I am developing a real-time video processing application for the TX1 using opencv. Instead of using opencv4tegra, I have been forced to use opencv 3.1 with CUDA due to the video input stream bug (https://devtalk.nvidia.com/default/topic/929483/jetson-tx1/opencv-videocapture-usb-camera/).

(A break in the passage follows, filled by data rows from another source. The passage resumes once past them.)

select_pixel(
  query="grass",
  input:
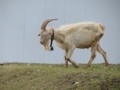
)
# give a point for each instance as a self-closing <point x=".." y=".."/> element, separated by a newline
<point x="55" y="77"/>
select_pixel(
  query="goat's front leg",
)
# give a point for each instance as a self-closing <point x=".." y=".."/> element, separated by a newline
<point x="66" y="61"/>
<point x="68" y="57"/>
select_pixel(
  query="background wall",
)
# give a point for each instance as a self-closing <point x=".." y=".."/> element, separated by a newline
<point x="20" y="21"/>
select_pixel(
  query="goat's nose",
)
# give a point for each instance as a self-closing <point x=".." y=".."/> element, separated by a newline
<point x="41" y="42"/>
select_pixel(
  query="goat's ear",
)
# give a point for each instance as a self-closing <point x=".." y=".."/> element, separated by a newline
<point x="38" y="34"/>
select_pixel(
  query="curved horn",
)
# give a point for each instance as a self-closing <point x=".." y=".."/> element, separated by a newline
<point x="43" y="27"/>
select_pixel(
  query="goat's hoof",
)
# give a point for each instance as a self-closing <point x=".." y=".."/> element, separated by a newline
<point x="65" y="66"/>
<point x="87" y="66"/>
<point x="106" y="65"/>
<point x="77" y="66"/>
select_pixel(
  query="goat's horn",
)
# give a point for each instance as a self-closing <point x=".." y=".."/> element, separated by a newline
<point x="43" y="27"/>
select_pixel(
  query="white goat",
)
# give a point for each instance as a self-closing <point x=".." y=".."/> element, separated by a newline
<point x="79" y="35"/>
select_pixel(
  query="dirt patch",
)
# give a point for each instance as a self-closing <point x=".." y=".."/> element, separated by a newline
<point x="83" y="81"/>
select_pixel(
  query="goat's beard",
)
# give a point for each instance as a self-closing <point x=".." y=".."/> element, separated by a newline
<point x="47" y="48"/>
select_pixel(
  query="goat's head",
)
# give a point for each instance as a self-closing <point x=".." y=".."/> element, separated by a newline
<point x="45" y="34"/>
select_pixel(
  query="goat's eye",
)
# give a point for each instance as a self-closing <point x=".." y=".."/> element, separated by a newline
<point x="38" y="34"/>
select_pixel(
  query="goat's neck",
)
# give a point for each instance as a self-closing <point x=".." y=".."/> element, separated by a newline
<point x="59" y="36"/>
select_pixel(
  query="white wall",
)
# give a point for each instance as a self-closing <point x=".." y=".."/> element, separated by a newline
<point x="20" y="21"/>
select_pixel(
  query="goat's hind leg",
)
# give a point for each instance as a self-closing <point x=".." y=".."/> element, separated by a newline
<point x="93" y="54"/>
<point x="103" y="53"/>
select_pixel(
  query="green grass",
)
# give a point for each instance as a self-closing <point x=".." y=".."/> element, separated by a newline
<point x="56" y="77"/>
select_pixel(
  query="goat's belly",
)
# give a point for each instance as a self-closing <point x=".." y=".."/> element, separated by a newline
<point x="82" y="41"/>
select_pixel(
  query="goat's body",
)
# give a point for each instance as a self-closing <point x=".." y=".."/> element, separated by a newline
<point x="81" y="35"/>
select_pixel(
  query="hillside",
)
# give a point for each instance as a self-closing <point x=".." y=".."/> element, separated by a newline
<point x="56" y="77"/>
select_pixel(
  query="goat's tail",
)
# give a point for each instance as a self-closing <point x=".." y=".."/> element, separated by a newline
<point x="103" y="27"/>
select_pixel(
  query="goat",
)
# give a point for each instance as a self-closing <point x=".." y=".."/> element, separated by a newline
<point x="68" y="37"/>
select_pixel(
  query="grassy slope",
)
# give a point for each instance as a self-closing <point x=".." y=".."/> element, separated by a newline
<point x="55" y="77"/>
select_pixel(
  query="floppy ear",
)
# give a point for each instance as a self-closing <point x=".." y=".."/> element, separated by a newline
<point x="38" y="34"/>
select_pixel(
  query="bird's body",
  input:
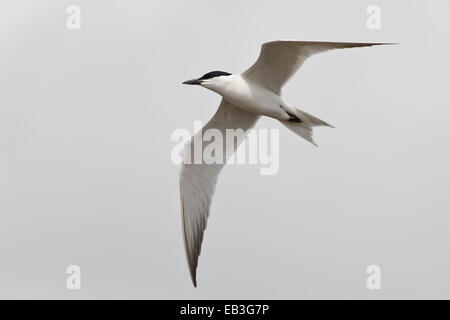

During testing, I’ve noticed that opencv4tegra is an order of magnitude faster than opencv 3.1 with CUDA in the following convolution code:
opencv4tegra (~3ms per filter)
cv::Mat frame(360, 640, CV_8UC1);
randu(frame, cv::Scalar::all(0), cv::Scalar::all(255));
cv::Mat element = cv::getStructuringElement(cv::MORPH_RECT, cv::Size(20, 20));
cv::Mat result;
for(int i = 0; i < 100; ++i){
// start benchmark
cv::morphologyEx(frame, result, CV_MOP_CLOSE, element);
//stop benchmark
}
opencv3.1 w/ CUDA (~30ms per filter)
cv::Mat frame(360, 640, CV_8UC1);
randu(frame, cv::Scalar::all(0), cv::Scalar::all(255));
cv::cuda::GpuMat frameGPU;
frameGPU.upload(frame);
cv::Mat element = cv::getStructuringElement(cv::MORPH_RECT, cv::Size(20, 20));
cv::Ptr<cv::cuda::Filter> closeFilter = cv::cuda::createMorphologyFilter(cv::MORPH_CLOSE, CV_8UC1, element);
cv::cuda::GpuMat result;
for(int i = 0; i < 100; ++i){
// start benchmark
closeFilter->apply(frameGPU, result);
// stop benchmark
}
Any idea what could be causing this huge discrepancy? I am accounting for the CUDA initialization time.